No doubt Harriet would spend the afternoon interrogating the footman for details and composing imagined conversations that might have occurred between Abigail and Lord Beaumont in the three-minute journey to the carriage.

Abigail couldn’t understand why her mother seemed so ill at ease. She had wanted her to seek a good match of her own volition, but now that she had secured a promenade with a suitor of her choosing, Lady Harriet seemed almost disappointed. Was it because she had wanted to find a future husband for her? Or something else entirely?

Beside her, Eliza’s voice broke through Abigail’s spiraling thoughts.

“Oh, but I must confess, Miss Darlington,” she began with the easy candor of a younger sister too used to being overlooked, “I’ve been looking forward to this drive all morning. Arthur rarely takes me anywhere remotely diverting. It’s usually some dreadful obligation or another involving either parliamentary tedium or Mother’s insufferable garden parties.”

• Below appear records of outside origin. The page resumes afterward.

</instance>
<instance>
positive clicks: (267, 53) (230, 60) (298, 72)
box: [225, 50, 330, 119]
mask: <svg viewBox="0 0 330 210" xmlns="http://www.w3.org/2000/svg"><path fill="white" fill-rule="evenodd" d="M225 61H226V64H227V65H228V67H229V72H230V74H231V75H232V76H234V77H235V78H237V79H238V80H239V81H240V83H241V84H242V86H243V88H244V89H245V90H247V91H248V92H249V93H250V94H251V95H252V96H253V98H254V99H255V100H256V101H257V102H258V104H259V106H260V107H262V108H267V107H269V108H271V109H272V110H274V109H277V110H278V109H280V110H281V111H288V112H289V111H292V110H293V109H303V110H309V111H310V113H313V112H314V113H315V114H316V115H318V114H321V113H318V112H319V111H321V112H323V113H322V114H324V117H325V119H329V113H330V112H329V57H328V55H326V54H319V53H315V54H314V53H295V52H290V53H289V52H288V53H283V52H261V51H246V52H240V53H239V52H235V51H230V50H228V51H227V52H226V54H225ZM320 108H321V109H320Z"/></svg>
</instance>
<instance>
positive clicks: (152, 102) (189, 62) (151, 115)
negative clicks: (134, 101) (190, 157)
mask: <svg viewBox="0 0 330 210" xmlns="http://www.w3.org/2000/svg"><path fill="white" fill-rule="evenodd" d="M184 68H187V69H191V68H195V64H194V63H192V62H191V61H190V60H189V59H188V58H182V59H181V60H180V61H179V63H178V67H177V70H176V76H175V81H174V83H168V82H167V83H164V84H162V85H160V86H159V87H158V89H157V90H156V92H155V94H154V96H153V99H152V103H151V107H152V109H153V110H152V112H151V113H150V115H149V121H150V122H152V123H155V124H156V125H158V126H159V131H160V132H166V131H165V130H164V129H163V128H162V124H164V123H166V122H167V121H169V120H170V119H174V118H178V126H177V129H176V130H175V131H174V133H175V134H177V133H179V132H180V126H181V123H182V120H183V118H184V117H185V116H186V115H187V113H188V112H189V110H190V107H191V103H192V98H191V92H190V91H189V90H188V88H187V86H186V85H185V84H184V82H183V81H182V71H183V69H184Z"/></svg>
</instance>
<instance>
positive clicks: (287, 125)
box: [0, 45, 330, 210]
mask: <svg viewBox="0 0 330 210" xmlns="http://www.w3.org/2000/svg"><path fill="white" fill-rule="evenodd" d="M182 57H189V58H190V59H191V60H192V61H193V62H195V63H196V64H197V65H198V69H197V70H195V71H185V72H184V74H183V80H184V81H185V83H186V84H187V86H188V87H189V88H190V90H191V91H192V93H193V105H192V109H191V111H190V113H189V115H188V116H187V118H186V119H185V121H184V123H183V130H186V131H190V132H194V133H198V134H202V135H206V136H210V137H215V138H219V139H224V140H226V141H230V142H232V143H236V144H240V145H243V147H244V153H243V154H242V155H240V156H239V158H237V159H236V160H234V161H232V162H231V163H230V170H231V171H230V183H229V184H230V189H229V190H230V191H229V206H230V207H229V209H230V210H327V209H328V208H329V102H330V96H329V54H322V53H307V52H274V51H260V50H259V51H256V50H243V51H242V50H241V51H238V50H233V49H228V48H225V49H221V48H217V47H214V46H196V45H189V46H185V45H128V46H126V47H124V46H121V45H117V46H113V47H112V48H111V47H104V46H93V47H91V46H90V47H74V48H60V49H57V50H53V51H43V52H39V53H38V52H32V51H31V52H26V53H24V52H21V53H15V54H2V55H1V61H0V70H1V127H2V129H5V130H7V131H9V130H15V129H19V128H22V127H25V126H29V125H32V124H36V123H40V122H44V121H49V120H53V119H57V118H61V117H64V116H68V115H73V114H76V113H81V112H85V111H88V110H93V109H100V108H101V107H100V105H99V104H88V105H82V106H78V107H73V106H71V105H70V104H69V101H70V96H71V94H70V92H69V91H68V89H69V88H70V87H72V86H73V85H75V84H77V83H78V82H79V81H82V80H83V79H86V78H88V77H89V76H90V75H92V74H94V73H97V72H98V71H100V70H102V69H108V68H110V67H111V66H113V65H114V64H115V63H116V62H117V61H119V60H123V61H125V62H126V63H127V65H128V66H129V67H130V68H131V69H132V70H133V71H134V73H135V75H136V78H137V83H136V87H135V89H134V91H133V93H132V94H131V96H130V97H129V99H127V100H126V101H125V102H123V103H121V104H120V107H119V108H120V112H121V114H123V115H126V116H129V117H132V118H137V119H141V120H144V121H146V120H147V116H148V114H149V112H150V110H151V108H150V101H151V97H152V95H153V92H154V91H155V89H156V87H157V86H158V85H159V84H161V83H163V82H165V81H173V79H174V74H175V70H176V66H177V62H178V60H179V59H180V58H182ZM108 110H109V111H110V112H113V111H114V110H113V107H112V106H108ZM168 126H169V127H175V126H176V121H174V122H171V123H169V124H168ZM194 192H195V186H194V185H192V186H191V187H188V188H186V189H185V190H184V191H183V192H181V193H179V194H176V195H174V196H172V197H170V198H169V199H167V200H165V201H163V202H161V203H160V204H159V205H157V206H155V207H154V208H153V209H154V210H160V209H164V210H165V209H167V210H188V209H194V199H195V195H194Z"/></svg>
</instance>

Abigail offered a smile, polite but sincere. “Then I am doubly honoured to be the cause of your reprieve, Miss Beaumont.”

“Oh, please,” Eliza said with a conspiratorial grin. “If you’re to be my brother’s paramour—even in the staged sense of the word—I insist you call me Eliza.”

There was no artifice in her tone, no affected sweetness. Just genuine warmth. Abigail blinked, slightly disarmed by the casual invitation to familiarity. She had not expected that. She had expected politeness, certainly. Polished manners, a sense of familial duty. But not this—this easy generosity, this willingness to welcome her into confidence so quickly and without reservation. It warmed something in her, something she had not realized was cold.

Very well,” she said, her voice softening. “Eliza.” Abigail leaned forward, lowering her voice to a hush. “I see your brother has filled you in on our little act of deception.”

“You needn’t concern yourself about Eliza’s ability to keep a secret, my lady,” Arthur reassured. “I imagine she’s rather enjoying herself in this role. She should have had a career on the stage.”

Eliza winked and drew her finger across her lips as though she were sealing them shut. “And I shall call you Abigail,” she said with a conspiratorial grin. “Unless you’d prefer something dreadfully formal—Miss Darlington? Lady Pretend Suitor?”